Sustainability is a also a key concern at the New Zealand Agricultural Show and Ahern is well aware of wools part in the picture. “Well, there are extraordinary uses for it. We know get it in skin care, we now get it in make-up, it’s the warmest product, you know amazing things. Last year on out TVNZ show we focussed on surfboards being made from it. I think you know as New Zealanders we need to celebrate what we’re good at and I’d really like to see the industry grow and be put up on a pedestal so that we all start using natural fibres.”

Tracy Ahern welcomes The Southern Series.

de Lacy is on the same page. “I always like to borrow a marvellous phrase from Mavis Mullins, who recently used the term ‘soft footprint’ to describe the wool industry I don’t think there’s a better way to portray it.”

No short-cuts

It takes a good ten years of year-round work for a shearer to rise from learner to the point where he is competitive at the highest level – and there are no short-cuts. The physical exertion in shearing has been measured at the equivalent of running at 7km an hour, and shearers do it for eight or nine hours a day for as many days in a row as there are dry sheep to shear.
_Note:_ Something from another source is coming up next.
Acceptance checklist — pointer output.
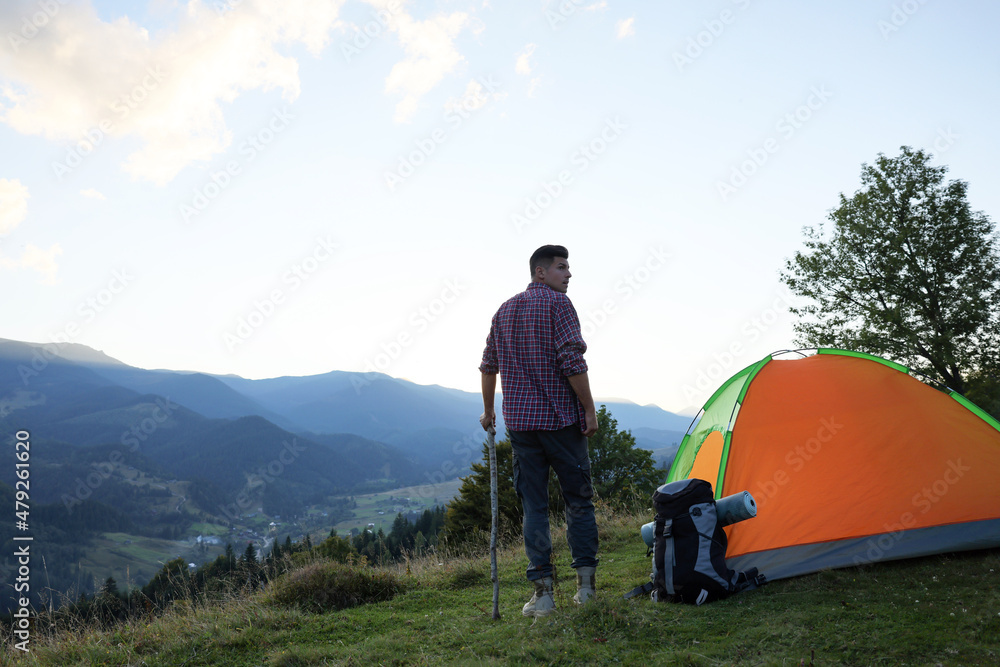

All this effort is condensed into 20 thrilling minutes of a shearing competition final where the race is on to minimise the stress to the sheep by relieving it of its fleece in the shortest possible time with the least discomfort for the sheep.

No other sport demands such extreme training, and shearers are usually in their early-to-mid thirties before they begin making it into the six-man finals.